It is one of the curious facts of chess history that the most notable child prodigies have emerged from the Americas. First there was the Louisianan Paul Morphy; then the Cuban José Raúl Capablanca; and of course, Brooklyn's Bobby Fischer.
Samuel Reshevsky is, among the general public, less well-known than any of the above: yet he too was a coast-to-coast sensation in America as a performing prodigy, a fact we should recall in this, the year of the 100th anniversary of his birth.
Although he became America's best hope for a world chess champion, and remained so until the emergence of Bobby Fischer, he was born Szmul Rzeszewski on November 21, 1911, in the Polish town of Ozorków, one of six sons in a highly religious Hasidic family. Having astonished all the locals with his apparently god-given skills at chess, the eight-year-old was taken by his parents to the New World, where he became a sensation by taking on up to 80 opponents simultaneously and crushing almost all of them. He toured Hollywood, where, for the benefit of the cameras, he demolished Charlie Chaplin. Among other bizarre photo opportunities, he posed in boxing gloves with the five-year-old actor Jackie Coogan — who promptly punched the eight-year-old chess prodigy in the eye.
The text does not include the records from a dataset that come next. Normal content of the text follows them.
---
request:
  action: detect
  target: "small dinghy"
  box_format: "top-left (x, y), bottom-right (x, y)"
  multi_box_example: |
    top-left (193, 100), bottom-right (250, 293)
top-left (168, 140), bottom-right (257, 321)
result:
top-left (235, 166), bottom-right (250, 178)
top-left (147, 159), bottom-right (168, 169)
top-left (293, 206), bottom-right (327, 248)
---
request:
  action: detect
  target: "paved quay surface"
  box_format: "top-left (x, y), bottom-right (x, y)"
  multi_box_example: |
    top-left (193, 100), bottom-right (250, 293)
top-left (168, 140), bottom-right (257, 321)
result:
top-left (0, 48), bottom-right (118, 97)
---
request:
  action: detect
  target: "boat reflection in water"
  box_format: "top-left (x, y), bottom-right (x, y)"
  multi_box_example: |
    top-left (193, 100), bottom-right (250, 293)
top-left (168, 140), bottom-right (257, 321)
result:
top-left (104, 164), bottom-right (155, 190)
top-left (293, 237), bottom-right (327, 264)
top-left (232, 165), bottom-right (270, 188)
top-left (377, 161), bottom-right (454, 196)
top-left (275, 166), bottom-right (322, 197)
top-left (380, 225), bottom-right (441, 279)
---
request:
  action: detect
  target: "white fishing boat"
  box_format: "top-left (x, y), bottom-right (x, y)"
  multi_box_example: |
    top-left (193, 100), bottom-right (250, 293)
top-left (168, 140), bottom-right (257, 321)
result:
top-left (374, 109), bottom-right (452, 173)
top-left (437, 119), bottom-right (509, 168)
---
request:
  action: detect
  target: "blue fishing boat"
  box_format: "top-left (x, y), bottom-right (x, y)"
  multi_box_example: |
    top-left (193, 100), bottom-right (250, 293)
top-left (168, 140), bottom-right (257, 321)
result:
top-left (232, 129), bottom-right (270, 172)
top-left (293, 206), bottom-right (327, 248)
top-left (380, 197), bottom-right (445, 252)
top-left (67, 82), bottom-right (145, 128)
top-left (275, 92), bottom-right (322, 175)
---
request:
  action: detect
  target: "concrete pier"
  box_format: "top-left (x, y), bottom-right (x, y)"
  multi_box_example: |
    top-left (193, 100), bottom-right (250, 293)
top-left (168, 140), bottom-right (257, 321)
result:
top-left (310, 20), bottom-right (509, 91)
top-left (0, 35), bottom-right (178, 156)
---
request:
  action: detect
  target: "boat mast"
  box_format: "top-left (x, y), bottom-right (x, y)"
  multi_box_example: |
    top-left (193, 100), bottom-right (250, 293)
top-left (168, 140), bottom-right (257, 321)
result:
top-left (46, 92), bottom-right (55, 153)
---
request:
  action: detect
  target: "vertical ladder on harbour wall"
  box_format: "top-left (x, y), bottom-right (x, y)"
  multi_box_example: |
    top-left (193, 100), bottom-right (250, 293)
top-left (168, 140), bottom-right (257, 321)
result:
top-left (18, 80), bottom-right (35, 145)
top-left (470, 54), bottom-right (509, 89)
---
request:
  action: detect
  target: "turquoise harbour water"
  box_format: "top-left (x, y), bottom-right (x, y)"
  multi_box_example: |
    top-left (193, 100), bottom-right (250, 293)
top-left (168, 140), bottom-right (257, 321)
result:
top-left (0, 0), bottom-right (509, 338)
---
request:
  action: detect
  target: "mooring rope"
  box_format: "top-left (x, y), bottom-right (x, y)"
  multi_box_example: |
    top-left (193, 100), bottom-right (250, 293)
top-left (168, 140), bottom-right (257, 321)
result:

Eventually the US child protection authorities pounced, and ordered Reshevsky's parents — for whom young Szmul, now known as Sammy, was a meal ticket — to enrol him in a school. By then 12, he could neither read nor write, which made him an even more perplexing phenomenon. As he wrote in the introduction to his best games collection, "People stared at me, poked me; professors measured my cranium and psychoanalysed me[...]I was constantly being asked how I was able to play such strong chess as a child, but of course I did not know the answer. I sang because I liked to sing and I played chess because I liked to play chess. That was all I knew."